Yes, we tried to see as much as possible of Victoria on weekends and made it to the Murray River, the Grampians, Dandenong Ranges, Healesville, Thornton and Phillip Island. We love the beach and have spent wonderful days with our friends in Torquay, Anglesea and on the Great Ocean Road. We were very lucky and amongst the few people in Victoria who got a summer holiday in July 2021. We made it to Cairns just before the 5th lockdown was announced and even prolonged our stay there to “sit out” no. 5. We felt very smart but of course lockdown no. 6 was just around the corner and we did sit through that one. The Great Barrier Reef and the Daintree Forest were highlights, and we felt very privileged to show these World Heritage areas to our children.

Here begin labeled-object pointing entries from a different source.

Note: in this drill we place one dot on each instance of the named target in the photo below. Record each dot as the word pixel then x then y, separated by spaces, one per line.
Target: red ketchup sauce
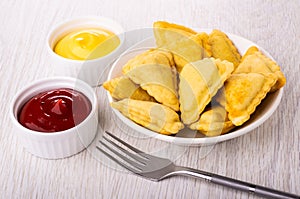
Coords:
pixel 55 110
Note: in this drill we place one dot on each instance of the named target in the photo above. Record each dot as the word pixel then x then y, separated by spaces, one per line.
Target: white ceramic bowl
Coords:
pixel 63 143
pixel 86 70
pixel 188 137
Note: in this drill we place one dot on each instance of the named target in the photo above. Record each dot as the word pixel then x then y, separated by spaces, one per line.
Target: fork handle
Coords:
pixel 235 184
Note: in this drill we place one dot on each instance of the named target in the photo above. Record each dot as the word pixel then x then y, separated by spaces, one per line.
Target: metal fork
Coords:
pixel 156 169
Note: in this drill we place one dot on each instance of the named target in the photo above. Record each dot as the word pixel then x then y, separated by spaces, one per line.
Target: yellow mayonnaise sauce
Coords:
pixel 87 44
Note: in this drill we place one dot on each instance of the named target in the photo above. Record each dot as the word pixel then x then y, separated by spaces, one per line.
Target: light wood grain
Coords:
pixel 269 155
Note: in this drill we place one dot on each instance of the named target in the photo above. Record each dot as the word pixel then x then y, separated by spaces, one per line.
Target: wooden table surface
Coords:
pixel 268 155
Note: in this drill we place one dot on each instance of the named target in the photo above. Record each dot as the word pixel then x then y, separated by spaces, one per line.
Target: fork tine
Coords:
pixel 137 158
pixel 133 163
pixel 127 145
pixel 118 162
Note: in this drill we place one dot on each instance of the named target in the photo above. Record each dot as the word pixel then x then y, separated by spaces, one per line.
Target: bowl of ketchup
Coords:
pixel 55 117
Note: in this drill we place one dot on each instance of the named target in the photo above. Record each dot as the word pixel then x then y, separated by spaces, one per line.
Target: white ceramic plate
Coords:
pixel 186 136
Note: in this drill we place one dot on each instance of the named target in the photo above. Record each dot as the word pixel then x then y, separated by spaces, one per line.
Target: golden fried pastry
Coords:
pixel 122 87
pixel 250 51
pixel 254 61
pixel 152 56
pixel 151 115
pixel 199 82
pixel 243 93
pixel 223 48
pixel 213 122
pixel 185 44
pixel 160 82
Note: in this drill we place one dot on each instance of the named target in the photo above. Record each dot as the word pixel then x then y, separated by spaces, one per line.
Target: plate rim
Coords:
pixel 193 141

The Melbournians. I am seriously impressed with how resilient, easy-going, open, friendly, relaxed and creative people are here! I have never received a rude or stressed reply (except when in the car), interactions are always positive, and there is a willingness to make your vis-à-vis feel comfortable – and it works. Both me and Patrick can feel what we call “the Melburnian ethos”, and we want to try hard and take as much of it as possible with us when we go back home.
What was it like since the COVID-19 pandemic hit 2021/2022?
Our third son Finn was born in January 2020. And our two-bedroom house was rather tight during the lockdowns. It was hard because sleeping was (still is) a huge issue and with only two bedrooms we started taking shifts. Every other night one of us had to sleep on the couch in the living room and attend to Finn so the other one could sleep undisturbed through the night. Home-schooling a preppie, managing a 4-year-old and a baby was very challenging in the first two lockdowns. Luckily, we were both considered “essential workers” in lockdown 3-6 and could send the boys to school, kinder and day-care. But the dullness of the restrictions, combined with the stress of not being able to leave the country without losing our visa, and the uncertainty of what was going to happen next, was very demanding for all of us and admittedly not one of my best times.
Why are you going back?
We miss our family and our friends back home. Finn is two now, and nobody there knows him. Ben and Noah mix English words into every German sentence and get annoyed when we don’t understand their creations. Patrick wants to finish his specialist training in Switzerland to become an infectious disease consultant. I would love to stay, but would prefer not to spend another winter in lockdown. Nevertheless, we know we’ll miss our lives here dearly.